News organizations also reported that officials in Moscow had said Kiev’s move against the militants had “destroyed” hopes for peace in Ukraine’s east.

The AP reported that fighting broke out around dawn near Slovyansk, a city roughly 100 miles from the Russian border that has become the focus of the armed insurgency against Ukraine’s interim government. Two helicopter crew were killed in the crashes, both sides said, and a pro-Russia militiaman was reported killed.

The Ukrainian Security Service said one of the helicopters had been hit by a surface-to-air missile and that the use of such a sophisticated weapon undercut Russian government claims that Slovyansk was simply under the control of armed locals.
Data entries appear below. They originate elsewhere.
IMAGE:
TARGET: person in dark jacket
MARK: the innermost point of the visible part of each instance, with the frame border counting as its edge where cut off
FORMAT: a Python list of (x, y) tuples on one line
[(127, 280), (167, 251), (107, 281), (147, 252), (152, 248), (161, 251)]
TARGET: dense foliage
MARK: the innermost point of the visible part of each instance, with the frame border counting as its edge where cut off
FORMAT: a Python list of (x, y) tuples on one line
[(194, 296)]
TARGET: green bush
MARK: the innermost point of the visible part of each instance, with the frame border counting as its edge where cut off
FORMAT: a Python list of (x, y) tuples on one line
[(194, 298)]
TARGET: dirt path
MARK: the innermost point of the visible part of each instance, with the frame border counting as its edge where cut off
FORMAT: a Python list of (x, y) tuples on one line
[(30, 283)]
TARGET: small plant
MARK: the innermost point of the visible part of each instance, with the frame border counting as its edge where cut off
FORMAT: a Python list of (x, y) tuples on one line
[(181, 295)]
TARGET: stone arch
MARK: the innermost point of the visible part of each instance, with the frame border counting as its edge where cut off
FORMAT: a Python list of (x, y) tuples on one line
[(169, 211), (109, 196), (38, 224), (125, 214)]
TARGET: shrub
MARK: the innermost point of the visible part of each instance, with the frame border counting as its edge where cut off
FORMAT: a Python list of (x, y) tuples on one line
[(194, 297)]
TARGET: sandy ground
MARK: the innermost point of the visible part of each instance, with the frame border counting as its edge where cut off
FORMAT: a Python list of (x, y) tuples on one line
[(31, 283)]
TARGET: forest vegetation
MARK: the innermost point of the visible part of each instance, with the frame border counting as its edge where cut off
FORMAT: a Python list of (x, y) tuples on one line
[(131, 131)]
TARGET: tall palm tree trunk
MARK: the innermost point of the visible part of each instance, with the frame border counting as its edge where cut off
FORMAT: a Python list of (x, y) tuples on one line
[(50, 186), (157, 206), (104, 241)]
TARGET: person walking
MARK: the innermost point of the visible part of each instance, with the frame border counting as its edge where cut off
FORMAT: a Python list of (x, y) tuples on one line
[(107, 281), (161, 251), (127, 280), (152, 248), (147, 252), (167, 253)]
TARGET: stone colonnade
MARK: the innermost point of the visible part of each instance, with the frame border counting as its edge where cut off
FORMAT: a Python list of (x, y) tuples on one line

The Ukrainian Security Service added that its forces were fighting “highly skilled foreign military men” in the city.

Separately, the AP reported that journalists from CBS News, Buzzfeed and Sky News who were covering the unrest in eastern Ukraine had been freed after being detained by the pro-Russia insurgents for several hours Friday.

CBS correspondent Clarissa Ward and her crew, and Buzzfeed Mideast correspondent Mike Giglio, were taken into custody Friday near Slovyansk. Mrs. Ward said she and her crew were bound with tape and transported to another location, and one of her male colleagues was beaten while being held captive.